If you’re just starting your online business, it’s totally fine to try building your own website and learn a few things. For that reason, many small business owners and startups, especially those without the budget for a website designer, may prefer to just create a simple, functional website by themselves.
However, website building tools have their limitations. So if the vision for your website exceeds the limitations of a website building tool, and you have the budget, that is when you should consult with a website designer.
What is a web developer?
Web developers are responsible for the code that powers the website. So imagine that a car is being built. Web designers will choose the shape and color of the car for market appeal, but web developers will build the car’s engine.
It’s rare that a web developer will do any design work, as it’s pretty much a different field of website work with a different set of skills, and there are specializations in web development categories as well. However, a web developer should collaborate closely and sync well with your web designer.
When should you hire a web developer?
First you should understand that there are different types of web developers, and they specialize in different areas of the website.
Back-end developers deal more with the server-side functionality of the website. So they will focus on coding and programs related to a website’s databases and server applications, for example, the more in-depth technical stuff that happens underneath the car’s hood.
A developer that does both front-end and back-end web development is a full-stack developer. Full-stack developers are in demand because of their multi-specialization approach to web development, and they can handle entire projects by themselves.

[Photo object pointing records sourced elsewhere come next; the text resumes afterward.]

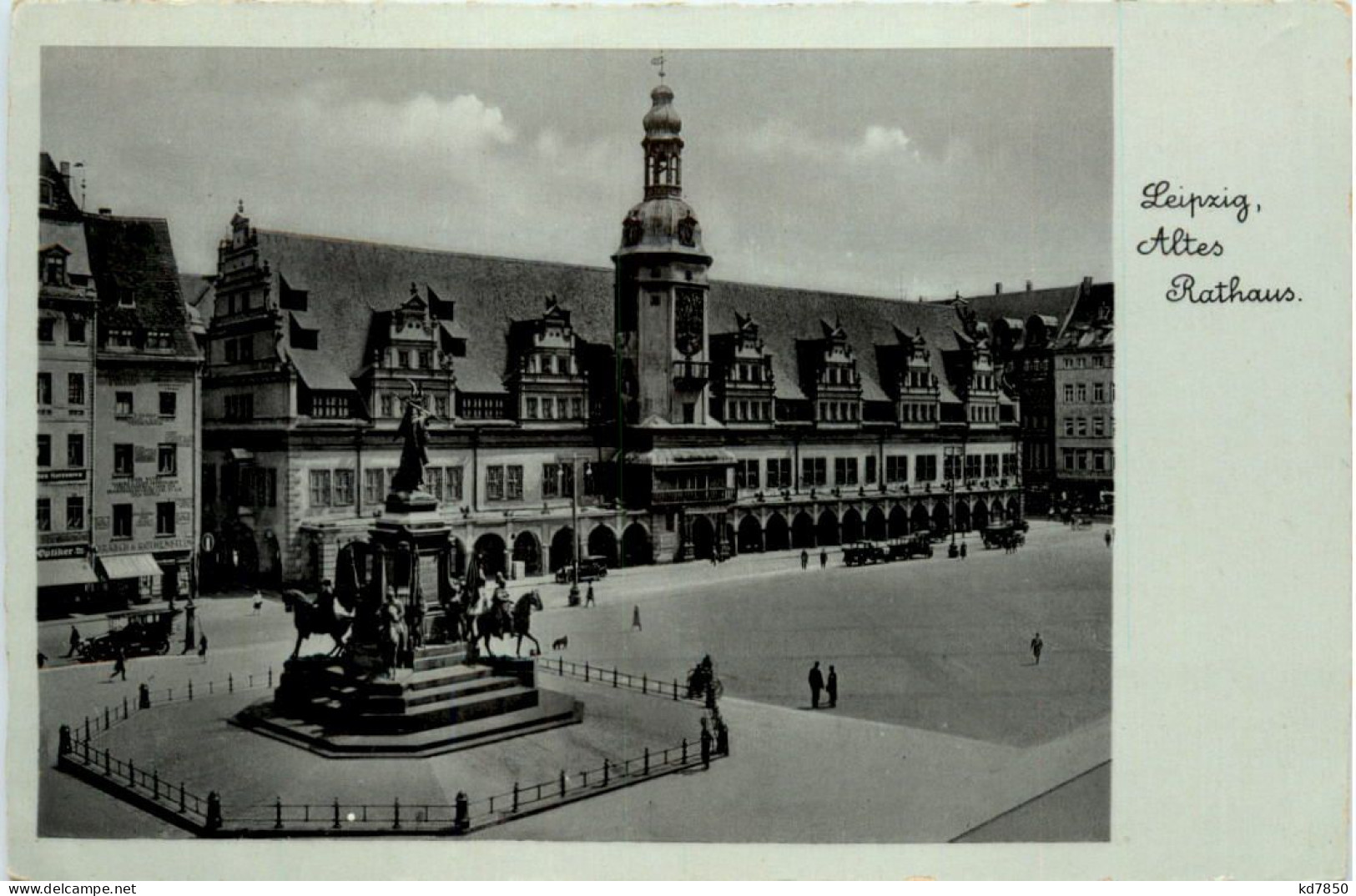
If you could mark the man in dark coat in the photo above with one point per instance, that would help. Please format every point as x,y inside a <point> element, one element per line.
<point>817,683</point>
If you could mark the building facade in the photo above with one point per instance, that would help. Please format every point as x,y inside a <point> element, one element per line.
<point>643,412</point>
<point>124,405</point>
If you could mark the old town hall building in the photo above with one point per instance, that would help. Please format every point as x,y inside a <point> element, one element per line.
<point>657,412</point>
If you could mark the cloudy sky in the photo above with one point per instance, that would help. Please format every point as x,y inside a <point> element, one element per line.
<point>859,171</point>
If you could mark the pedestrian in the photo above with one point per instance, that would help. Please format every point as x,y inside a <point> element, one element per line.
<point>705,744</point>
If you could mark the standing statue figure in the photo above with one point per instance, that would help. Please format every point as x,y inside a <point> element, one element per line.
<point>414,455</point>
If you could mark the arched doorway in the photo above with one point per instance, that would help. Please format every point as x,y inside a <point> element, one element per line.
<point>703,537</point>
<point>527,551</point>
<point>562,548</point>
<point>750,534</point>
<point>490,548</point>
<point>980,516</point>
<point>941,518</point>
<point>826,531</point>
<point>876,529</point>
<point>852,526</point>
<point>602,542</point>
<point>776,534</point>
<point>635,546</point>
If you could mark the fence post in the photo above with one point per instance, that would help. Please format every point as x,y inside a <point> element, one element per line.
<point>462,819</point>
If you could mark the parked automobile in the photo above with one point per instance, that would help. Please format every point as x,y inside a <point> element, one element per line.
<point>590,570</point>
<point>863,552</point>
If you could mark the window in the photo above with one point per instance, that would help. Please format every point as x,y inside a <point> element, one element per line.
<point>320,488</point>
<point>343,488</point>
<point>123,460</point>
<point>75,511</point>
<point>123,521</point>
<point>164,518</point>
<point>814,471</point>
<point>373,487</point>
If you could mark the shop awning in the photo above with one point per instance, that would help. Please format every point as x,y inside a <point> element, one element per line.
<point>68,571</point>
<point>130,566</point>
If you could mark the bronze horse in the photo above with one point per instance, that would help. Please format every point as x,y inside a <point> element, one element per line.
<point>520,624</point>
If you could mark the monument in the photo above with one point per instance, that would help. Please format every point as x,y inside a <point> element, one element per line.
<point>405,677</point>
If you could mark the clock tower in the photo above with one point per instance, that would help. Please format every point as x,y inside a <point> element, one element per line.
<point>661,288</point>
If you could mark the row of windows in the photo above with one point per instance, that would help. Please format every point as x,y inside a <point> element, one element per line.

So if you need someone to create a website from existing designs, you hire a front-end developer. If you need someone to create server-side apps and website security, you hire a back-end developer. A full-stack developer is for when you need a bit of both front-end and back-end work done.
How web designers and web developers work together
You might think that building a website is like a conveyor belt in a factory, where the design team hands off their drawings to the web developer, who translates the visual design into computer code. However, they actually work a lot closer than that (ideally).
The developer will need to serve as a sort of advisor to the design team, and assess what is technically possible in regards to functionality limitations, mobile compatibility, etc.
So the relationship between designer and developer isn’t simply one handing off plans to another, but they must actually put their heads together from early on to create a complete project.